Islamis dan ulama Islam arus utama sering membentuk aliansi untuk menekan pemerintah daerah untuk menerapkan perda syariah di beberapa provinsi dan kabupaten di Indonesia. Koalisi seperti itu terlihat di Sumatera Barat pada 2022, yang mengeluarkan peraturan yang memberlakukan hukum Syariah. lintas provinsi.

HDI dan sebagian besar Salafi secara formal menolak partisipasi dalam pemilu, yang merupakan bagian dari sistem demokrasi yang bertentangan dengan aturan Islam. Beberapa ulama yang berafiliasi dengan kelompok ini menggunakan pengecualian ‘satu kali’ selama pemilu 2019. Mereka berpendapat bahwa partisipasi pengikut mereka diperlukan untuk mencegah Pemimpin yang tidak populer karena memenangkan pemilu.

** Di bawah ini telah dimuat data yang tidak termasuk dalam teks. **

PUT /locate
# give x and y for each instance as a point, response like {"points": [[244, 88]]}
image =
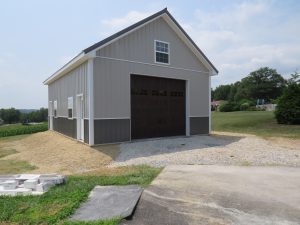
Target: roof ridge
{"points": [[125, 30]]}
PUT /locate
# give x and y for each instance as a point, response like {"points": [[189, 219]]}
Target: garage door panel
{"points": [[157, 107]]}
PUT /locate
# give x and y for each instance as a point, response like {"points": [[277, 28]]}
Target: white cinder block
{"points": [[30, 184], [9, 184], [43, 187], [18, 191]]}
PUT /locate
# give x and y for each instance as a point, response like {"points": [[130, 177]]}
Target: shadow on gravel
{"points": [[151, 147]]}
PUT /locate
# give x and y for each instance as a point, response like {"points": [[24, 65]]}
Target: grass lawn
{"points": [[8, 166], [260, 123], [18, 129], [61, 201]]}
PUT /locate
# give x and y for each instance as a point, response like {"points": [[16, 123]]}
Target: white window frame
{"points": [[162, 52], [55, 108], [70, 107]]}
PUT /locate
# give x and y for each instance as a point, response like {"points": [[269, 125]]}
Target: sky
{"points": [[38, 37]]}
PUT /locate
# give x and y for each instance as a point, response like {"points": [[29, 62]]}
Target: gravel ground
{"points": [[54, 153], [208, 150]]}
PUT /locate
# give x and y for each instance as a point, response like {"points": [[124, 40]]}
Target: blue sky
{"points": [[37, 37]]}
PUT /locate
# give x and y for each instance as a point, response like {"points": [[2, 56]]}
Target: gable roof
{"points": [[83, 55]]}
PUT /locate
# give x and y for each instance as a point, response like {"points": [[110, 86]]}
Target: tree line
{"points": [[264, 85], [13, 115]]}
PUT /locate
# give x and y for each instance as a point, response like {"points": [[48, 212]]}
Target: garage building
{"points": [[148, 80]]}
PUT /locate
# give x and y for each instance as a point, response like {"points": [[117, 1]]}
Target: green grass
{"points": [[14, 166], [18, 129], [260, 123], [56, 205], [6, 152]]}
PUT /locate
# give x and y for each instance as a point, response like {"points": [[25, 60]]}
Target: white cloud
{"points": [[121, 22], [245, 37]]}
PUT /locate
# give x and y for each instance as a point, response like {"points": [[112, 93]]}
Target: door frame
{"points": [[80, 117], [187, 99]]}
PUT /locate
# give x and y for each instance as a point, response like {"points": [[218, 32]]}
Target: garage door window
{"points": [[162, 50]]}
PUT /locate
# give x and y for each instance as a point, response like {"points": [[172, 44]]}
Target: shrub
{"points": [[245, 106], [229, 107], [288, 107], [12, 130]]}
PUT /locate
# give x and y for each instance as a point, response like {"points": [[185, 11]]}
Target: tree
{"points": [[222, 92], [264, 83], [11, 115], [288, 107], [35, 116]]}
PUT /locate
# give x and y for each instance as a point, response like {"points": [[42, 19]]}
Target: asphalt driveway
{"points": [[216, 195]]}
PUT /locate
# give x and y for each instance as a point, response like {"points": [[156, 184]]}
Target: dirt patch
{"points": [[285, 142], [52, 152]]}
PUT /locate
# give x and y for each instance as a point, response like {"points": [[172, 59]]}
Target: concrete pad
{"points": [[219, 195], [30, 184], [106, 202], [9, 184]]}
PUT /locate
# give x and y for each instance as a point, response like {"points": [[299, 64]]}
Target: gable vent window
{"points": [[55, 108], [70, 107], [162, 50]]}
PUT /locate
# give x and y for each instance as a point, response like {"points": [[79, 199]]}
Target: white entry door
{"points": [[80, 117], [50, 112]]}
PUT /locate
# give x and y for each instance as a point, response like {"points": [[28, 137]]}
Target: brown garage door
{"points": [[157, 107]]}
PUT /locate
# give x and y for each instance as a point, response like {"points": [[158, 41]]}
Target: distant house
{"points": [[148, 80]]}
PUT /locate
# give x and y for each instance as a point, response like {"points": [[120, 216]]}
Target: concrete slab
{"points": [[106, 202], [219, 195]]}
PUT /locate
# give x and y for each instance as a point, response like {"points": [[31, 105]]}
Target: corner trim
{"points": [[90, 72], [209, 104]]}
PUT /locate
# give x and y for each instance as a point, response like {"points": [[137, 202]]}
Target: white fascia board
{"points": [[183, 37], [123, 35], [76, 61]]}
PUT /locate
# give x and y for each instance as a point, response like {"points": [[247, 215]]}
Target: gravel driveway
{"points": [[208, 150]]}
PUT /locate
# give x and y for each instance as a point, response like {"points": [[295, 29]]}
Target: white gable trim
{"points": [[190, 45], [82, 57]]}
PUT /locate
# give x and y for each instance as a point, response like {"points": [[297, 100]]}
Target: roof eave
{"points": [[77, 60]]}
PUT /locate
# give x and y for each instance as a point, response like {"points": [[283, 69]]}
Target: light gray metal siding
{"points": [[75, 82], [139, 46], [112, 77]]}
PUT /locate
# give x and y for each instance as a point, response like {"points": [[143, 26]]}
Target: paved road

READ  Kunjungan kedua Perdana Menteri ke Indonesia mempromosikan hubungan sosial dan kerjasama ekonomi

Sangat mungkin mereka akan mendapatkan pengecualian seperti itu lagi selama pemilu 2024 karena alasan yang sama. Terlepas dari postur ‘damai’ mereka, kaum Islamis mempertahankan minat dalam politik elektoral karena mereka percaya bahwa jika mereka menghentikan semua keterlibatan politik, pemerintah akan terus menekan mereka hingga mengancam kelangsungan hidup mereka.

Sumber pihak ketiga yang memiliki ikatan kuat dengan kelompok Islam menyimpulkan bahwa jika Anis menjadi kandidat, mereka akan memberikan dukungan kepada Anis Baswedan atau kandidat pilihan mereka pada 2019, Prabowo Subianto. Gagal bertindak. Mereka sangat berselisih dengan mantan presiden dan Partai Demokrasi Indonesia Perjuangan yang nasionalis sekuler.

Gerakan Islam ‘baru’ telah melihat aktivitas politik yang lebih sedikit menjelang pemilu Indonesia 2024. Seringkali, mereka terlibat dalam dakwah dan bentuk kegiatan lain yang tidak diketahui masyarakat umum. Pada saat yang sama, mereka terlibat dalam politik elektoral, namun jumlah penduduknya sangat sedikit. Terlalu dini untuk menyimpulkan bahwa Islamis tidak akan memainkan peran penting dalam pemilu 2024. Mereka dapat melakukannya secara terpisah.

Alexander R Arifiando adalah Senior Fellow di Program Indonesia di S Rajaratnam School of International Studies (RSIS), Universitas Teknologi Nanyang, Singapura.

LEAVE A RESPONSE

Alamat email Anda tidak akan dipublikasikan. Ruas yang wajib ditandai *

"Pemikir jahat. Sarjana musik. Komunikator yang ramah hipster. Penggila bacon. Penggemar internet amatir. Introvert."